Dalla Germania non arriva nessuna sponda a Khalifa Haftar: la crisi in Libia non può essere risolta con una soluzione militare. Lo ha ribadito il cancelliere tedesco, Angela Merkel, in incontro con il Generale in cui è stato sottolineato anche che bisogna lavorare per raggiungere un cessate il fuoco e portare avanti progressi in linea con le conclusioni della Conferenza di Berlino. Ora la palla passa all’uomo forte della Cirenaica, il quale ha appena annunciato la sua disponibilità a firmare una nuova tregua con Fayez Sarraj. A patto, però, che lo facciano anche le milizie pro-GNA. Alcuni analisti ritengono che cerchi solo di prendere tempo per portare avanti l’offensiva contro Tripoli. Altri, invece, ipotizzano che davvero potrebbe puntare a un accordo. Ciò a seguito del fatto che il supporto della Russia rischia di essere ridotto drasticamente nel prossimo futuro, mentre quello della Turchia a favore del nemico continua.

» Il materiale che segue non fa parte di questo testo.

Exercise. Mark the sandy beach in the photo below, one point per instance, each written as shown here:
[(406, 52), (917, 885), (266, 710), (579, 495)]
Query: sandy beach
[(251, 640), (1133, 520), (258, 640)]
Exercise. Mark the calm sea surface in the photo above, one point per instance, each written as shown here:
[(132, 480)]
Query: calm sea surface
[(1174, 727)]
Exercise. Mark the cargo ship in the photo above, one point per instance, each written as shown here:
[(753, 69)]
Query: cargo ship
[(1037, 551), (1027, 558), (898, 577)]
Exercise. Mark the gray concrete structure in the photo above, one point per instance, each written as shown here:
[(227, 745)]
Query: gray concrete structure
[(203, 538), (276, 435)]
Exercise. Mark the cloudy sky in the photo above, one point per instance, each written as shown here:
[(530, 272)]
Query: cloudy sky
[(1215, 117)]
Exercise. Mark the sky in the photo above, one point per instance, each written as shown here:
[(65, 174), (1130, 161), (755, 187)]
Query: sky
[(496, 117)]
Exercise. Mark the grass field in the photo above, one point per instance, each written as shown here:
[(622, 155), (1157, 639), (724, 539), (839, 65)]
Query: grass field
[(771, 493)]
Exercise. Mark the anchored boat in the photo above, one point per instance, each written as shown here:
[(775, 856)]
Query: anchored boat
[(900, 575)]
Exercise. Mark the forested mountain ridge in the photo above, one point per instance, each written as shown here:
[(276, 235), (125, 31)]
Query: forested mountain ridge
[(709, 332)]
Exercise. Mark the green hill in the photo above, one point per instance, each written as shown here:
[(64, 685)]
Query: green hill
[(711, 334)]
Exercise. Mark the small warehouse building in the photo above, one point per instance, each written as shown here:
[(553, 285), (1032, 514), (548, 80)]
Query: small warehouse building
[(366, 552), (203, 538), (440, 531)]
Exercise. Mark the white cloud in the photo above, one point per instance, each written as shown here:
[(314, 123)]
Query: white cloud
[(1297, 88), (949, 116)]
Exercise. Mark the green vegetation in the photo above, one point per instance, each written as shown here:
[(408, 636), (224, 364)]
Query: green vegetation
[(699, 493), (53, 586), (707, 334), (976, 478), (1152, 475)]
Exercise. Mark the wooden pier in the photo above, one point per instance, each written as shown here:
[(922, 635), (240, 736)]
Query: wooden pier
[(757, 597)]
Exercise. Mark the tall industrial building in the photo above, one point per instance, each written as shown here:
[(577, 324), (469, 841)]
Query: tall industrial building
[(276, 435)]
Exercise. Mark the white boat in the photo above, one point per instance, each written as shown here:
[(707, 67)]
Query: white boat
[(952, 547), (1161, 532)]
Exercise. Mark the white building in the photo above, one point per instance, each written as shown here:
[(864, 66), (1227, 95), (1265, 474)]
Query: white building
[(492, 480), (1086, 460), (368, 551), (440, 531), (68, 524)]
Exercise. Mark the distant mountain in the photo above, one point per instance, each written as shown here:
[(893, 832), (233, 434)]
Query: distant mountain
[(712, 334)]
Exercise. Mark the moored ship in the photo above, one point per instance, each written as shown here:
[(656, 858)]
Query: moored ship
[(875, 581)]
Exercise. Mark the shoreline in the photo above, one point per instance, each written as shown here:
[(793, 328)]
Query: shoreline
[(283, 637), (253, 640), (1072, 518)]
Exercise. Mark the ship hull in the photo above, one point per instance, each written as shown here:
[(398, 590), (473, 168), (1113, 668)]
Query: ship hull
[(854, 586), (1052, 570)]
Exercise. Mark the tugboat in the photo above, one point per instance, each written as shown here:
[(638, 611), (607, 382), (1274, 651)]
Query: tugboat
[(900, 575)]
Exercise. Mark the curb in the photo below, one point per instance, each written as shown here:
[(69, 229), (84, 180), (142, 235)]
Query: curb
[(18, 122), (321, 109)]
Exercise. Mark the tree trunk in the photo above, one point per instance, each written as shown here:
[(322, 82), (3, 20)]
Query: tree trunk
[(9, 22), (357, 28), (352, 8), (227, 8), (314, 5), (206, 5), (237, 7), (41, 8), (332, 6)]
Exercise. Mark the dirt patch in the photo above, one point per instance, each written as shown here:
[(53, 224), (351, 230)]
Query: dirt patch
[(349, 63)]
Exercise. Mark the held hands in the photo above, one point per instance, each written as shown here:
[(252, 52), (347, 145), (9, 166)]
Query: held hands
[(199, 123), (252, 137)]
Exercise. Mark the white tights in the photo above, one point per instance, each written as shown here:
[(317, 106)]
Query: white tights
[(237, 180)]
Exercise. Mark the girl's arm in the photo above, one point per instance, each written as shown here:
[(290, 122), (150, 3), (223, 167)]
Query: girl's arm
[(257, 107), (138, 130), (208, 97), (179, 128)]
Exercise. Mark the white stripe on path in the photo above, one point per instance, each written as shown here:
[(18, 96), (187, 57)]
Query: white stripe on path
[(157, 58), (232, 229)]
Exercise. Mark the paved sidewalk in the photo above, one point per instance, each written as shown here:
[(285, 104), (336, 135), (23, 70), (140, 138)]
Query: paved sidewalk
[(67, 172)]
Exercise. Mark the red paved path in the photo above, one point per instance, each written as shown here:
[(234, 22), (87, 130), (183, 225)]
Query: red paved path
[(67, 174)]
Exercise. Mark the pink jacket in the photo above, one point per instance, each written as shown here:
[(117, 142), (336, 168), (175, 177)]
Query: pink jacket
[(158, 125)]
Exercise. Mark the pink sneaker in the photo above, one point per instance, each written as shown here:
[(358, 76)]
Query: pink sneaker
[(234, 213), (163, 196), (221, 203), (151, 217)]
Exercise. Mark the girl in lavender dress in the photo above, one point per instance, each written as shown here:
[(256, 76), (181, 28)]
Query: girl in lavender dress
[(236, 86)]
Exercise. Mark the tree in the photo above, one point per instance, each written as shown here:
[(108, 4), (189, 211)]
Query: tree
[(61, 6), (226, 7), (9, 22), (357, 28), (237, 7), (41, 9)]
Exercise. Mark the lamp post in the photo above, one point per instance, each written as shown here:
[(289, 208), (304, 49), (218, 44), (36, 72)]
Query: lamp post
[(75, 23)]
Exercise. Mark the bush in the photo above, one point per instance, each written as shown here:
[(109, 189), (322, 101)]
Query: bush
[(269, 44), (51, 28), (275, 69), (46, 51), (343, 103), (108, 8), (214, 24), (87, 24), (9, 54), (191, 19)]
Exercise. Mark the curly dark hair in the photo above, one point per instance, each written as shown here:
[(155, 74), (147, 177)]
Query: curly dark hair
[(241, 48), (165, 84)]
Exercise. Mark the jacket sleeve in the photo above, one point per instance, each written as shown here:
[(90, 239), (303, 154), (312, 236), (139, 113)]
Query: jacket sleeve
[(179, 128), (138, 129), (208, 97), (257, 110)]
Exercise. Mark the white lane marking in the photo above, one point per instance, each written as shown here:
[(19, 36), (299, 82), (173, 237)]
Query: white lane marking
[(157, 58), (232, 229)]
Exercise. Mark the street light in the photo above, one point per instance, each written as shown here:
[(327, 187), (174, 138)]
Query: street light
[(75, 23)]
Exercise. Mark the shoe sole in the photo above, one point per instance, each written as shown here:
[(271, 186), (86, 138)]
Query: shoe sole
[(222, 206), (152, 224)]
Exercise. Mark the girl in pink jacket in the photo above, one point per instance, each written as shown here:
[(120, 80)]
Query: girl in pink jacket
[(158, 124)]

Intanto, mentre Sarraj vola in Sudafrica, l’ONU accelera i lavori per nominare il nuovo inviato speciale che riavvii i negoziati GNA-LNA. E’ l’unica possibilità per vedere se l’uomo forte della Cirenaica bluffa o fa sul serio

Intanto, all’ONU si accelerano i lavori per nominare al più presto un nuovo inviato speciale per la Libia e capo di UNSMIL. La figura è fondamentale affinché si possano organizzare nuovi negoziati GNA-LNA sotto l’egida delle Nazioni Unite, in cui discutere della tregua alla luce delle ultime affermazioni di Haftar. Sarraj, invece, è volato in Sudafrica per incontrare il presidente Cyril Ramaphosa. Ciò nell’ottica del fatto che il paese è chair di turno dell’Unione Africana e il gruppo di contatto sulla Libia dell’organismo si riunirà il 12 marzo nella Repubblica del Congo. Obiettivo: ottenere sostegno e aumentare il pressing sul Generale, affinché effettivamente aderisca a un cessate il fuoco e nel frattempo interrompa l’offensiva contro Tripoli.